O que torna um espetáculo encantador é o conjunto de vínculos que ele provoca na interação palco e plateia e a sensação que fica em quem assistiu de ter participado de algo a ser lembrado. Assim foi o show “Entono”, da cantora Mallu Viturino (19 anos), no Teatro Dragão do Mar, sexta-feira passada (27), com sua pluralidade de afetos.

Realçada por qualidades essenciais da arte em seu estado natural, a apresentação de Mallu, com base no repertório autoral do EP homônimo, produzido em 2021 de forma independente pelo músico Rami Freitas, e em algumas músicas inéditas, contou com uma plateia cheia de cumplicidade, sem proselitismos ou julgamentos morais, em múltiplos códigos da vida afetiva.

A cantora, da comunidade costeira de Caraúbas, na Região Metropolitana de Fortaleza, compõe e canta o indivíduo no coletivo, as amizades, os quereres, os impulsos e motivações do corpo, da pele, da voz, do lugar onde mora, por onde anda e a proteção dos antepassados. O show contou com arranjos e direção musical de Rami Freitas (guitarra, beats e efeitos) e Marcus Au (baixo e sintetizadores), com percussão de Lucas França e produção executiva de Gerson Porto.

O público todo fez participação especial nesse espetáculo, mas algumas pessoas subiram ao palco para cantar com Mallu Viturino, em momentos de deslumbrante aconchego. Com o irmão Muriel, entoou canções de afro-ancestralidade que falam de roda em fundo de quintal, como “uma chance nova de amar”, de danças de saudação aos seus reis e da satisfação de poder contar de outro jeito versões que recebeu da história.

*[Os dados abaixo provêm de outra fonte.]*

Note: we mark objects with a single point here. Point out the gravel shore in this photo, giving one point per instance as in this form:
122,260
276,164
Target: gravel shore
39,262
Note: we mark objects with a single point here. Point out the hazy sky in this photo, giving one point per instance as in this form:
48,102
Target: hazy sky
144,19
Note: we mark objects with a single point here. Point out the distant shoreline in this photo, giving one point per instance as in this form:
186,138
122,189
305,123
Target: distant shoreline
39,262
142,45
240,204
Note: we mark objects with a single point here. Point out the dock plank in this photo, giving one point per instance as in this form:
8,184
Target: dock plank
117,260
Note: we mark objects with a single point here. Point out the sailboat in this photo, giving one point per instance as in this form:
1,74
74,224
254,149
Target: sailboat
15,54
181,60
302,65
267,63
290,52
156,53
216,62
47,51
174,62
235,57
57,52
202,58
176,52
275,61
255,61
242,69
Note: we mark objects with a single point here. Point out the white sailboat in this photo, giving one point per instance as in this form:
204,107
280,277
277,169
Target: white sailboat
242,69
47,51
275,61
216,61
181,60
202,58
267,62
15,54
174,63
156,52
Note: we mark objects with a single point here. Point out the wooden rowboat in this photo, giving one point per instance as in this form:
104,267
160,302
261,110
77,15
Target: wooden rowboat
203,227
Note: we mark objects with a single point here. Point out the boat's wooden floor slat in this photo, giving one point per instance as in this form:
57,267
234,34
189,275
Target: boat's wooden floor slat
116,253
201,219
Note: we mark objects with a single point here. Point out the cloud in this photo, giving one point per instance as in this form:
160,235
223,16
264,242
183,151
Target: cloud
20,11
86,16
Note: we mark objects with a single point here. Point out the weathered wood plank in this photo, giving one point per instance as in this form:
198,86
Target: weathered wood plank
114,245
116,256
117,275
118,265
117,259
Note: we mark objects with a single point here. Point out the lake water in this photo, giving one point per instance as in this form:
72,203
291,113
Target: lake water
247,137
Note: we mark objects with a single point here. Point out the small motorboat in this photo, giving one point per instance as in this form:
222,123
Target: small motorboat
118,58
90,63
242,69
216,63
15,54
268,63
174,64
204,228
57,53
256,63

Laços emotivos foram ganhando intensidade na combinação da luz de Aline Rodrigues com a técnica de som de Agno César e o figurino Liamê de cores vibrantes. Mallu chama o pai Eudson, com seu pandeiro, e a mãe Mariza, de corpo inteiro, para cantar com ela o samba do amor que fundamenta a sua existência. Em seguida, espalha melodias e harmonias ao lado da cantora trans Mumutante em uma sensível balada amorosa de amadurecimento que perdura em sua eternidade temporã.

Rami Freitas, Mumutante, Mallu Viturino, Lucas França e Marcus Au. No detalhe, o pai Eudson, a mãe Mariza e o irmão Muriel com Mallu Viturino.

Pode-se encontrar na música natural de Mallu Viturino um tanto da leveza lírica entoada pela cantora caruaruense Gabi da Pele Preta na “Canção para curar a voz”, composição-manifesto da ‘fada negra’ paulista Uma Luiza Passos, e a organicidade de pertencimento belamente ressoada na interpretação de Fanta Konatê em “Mandén”, parceria dela e Luís Kinugawa em que a cantora guineana exalta o amor, a diversão e o trabalho como pontos de conjunção do seu povo.

Mallu Viturino canta e toca batuque ao djambê, dando eco a composições autorais que brotam da sinceridade criativa presente na potência da sua negritude leve e poética. Mostra-se contente com a consciência que tem do seu repertório nascente. Está no seu tempo, não tem pressa. Depois de cantar o bis, a plateia pediu ‘mais uma’, e ela, com feminina espirituosidade, apenas disse que não tinha outras músicas para cantar.

Essa liberdade de ser o que é e de ter o que tem deu o tom do envolvente “Entono”, um show que uniu alegria e carinho na reciprocidade de gestos de cenhos relaxados e trocas de sorrisos tentadores. Na sua espontânea partilha do mundo, orientada para o mundo, e com a abundância afetiva transbordante que habita o seu ser, Mallu está em sintonia com os movimentos e mudanças em curso na humanidade para o estabelecimento da necessária indivisibilidade do diverso.